De stage wordt doorlopen in één periode van zes maanden of twee periodes van drie maanden, afhankelijk van de beschikbaarheid van stageplaatsen en de keuzes van aios. Behalve op een SEH kan de klinische stage ook plaatsvinden op een afdeling kindergeneeskunde, interne geneeskunde, chirurgie of verloskunde/gynaecologie. Daar ligt de focus op voor huisarts relevante ziektebeelden en kleine verrichtingen.

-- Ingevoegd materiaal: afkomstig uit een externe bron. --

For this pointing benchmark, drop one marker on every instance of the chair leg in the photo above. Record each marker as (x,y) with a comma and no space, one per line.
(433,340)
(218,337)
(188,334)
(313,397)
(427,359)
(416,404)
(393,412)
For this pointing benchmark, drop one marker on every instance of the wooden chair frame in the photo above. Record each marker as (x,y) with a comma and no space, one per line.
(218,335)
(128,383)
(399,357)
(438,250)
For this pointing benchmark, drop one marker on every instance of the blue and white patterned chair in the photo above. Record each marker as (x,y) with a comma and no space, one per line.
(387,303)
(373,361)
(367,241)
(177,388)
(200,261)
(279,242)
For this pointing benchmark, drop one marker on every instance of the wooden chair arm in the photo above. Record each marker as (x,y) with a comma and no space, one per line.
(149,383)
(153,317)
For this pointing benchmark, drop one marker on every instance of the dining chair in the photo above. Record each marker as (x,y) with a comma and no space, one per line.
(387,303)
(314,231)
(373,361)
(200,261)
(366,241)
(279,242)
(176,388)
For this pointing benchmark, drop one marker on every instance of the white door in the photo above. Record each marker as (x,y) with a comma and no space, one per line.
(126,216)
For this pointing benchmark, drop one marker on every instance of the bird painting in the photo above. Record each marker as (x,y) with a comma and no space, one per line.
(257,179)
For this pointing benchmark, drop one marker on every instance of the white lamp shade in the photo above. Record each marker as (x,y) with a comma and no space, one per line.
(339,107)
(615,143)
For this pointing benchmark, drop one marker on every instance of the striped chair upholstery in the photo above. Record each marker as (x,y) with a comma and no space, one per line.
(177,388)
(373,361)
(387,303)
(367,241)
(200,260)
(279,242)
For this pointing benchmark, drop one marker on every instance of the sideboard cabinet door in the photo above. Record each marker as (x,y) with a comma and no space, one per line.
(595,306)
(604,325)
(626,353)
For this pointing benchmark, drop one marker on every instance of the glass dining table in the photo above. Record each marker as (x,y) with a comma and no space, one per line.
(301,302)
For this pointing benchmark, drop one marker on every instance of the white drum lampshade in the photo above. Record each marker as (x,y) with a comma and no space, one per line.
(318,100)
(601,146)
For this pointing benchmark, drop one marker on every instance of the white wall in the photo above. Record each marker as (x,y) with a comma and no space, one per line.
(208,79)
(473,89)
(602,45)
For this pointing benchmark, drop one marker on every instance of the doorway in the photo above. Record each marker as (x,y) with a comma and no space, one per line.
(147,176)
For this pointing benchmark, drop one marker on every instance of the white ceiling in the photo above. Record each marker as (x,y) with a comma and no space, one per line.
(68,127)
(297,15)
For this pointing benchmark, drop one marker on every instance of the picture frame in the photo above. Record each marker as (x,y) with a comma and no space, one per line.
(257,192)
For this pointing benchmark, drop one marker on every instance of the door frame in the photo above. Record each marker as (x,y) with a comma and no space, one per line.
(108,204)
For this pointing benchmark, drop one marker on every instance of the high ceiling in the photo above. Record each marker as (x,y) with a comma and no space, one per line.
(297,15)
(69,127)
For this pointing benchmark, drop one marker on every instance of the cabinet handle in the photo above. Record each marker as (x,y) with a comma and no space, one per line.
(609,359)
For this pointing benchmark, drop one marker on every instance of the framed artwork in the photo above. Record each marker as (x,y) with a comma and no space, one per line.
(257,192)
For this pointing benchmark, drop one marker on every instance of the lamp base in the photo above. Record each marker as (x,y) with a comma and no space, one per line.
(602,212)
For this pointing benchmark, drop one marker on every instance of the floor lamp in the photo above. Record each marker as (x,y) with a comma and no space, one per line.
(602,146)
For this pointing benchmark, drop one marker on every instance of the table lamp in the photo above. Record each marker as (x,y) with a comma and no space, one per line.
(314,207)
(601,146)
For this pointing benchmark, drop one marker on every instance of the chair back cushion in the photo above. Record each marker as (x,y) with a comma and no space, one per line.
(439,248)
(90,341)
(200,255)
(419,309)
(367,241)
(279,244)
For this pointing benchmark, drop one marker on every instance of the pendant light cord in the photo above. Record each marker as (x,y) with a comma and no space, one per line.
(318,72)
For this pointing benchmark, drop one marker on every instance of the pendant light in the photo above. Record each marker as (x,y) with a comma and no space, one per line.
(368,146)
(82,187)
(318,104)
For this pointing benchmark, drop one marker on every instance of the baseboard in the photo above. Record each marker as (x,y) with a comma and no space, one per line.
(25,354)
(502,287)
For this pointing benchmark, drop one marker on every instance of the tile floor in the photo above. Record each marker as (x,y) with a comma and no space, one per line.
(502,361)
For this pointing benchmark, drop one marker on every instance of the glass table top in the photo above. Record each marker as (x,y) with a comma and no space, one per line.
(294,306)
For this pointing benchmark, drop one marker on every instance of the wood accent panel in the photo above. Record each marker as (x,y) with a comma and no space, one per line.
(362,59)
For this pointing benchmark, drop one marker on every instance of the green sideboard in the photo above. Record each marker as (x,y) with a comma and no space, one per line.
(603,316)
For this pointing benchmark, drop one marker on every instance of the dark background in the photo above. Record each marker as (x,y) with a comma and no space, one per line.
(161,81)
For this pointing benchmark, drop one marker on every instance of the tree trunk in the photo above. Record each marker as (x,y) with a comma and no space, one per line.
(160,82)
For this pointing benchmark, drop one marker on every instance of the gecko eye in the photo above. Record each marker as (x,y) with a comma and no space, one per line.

De volgende thema's uit het Landelijk Opleidingsplan krijgen extra aandacht:

Van de competentiegebieden krijgt Medisch handelen, en dan vooral medisch technische vaardigheden, extra aandacht. Zie het Competentieprofiel van de huisarts en de ComBeL Klinische stage.

Door deze thema's met de bijbehorende KBA's, en de ComBeL, te bestuderen en met de opleider te bespreken krijgt de aios een idee van de stand van zaken met betrekking tot de eigen competentieontwikkeling in de breedte en diepte. Op de Wiki zijn er voor elk thema bouwstenen te vinden die behulpzaam zijn voor het terugkomdagonderwijs, voor het leren in de praktijk en voor zelfstudie.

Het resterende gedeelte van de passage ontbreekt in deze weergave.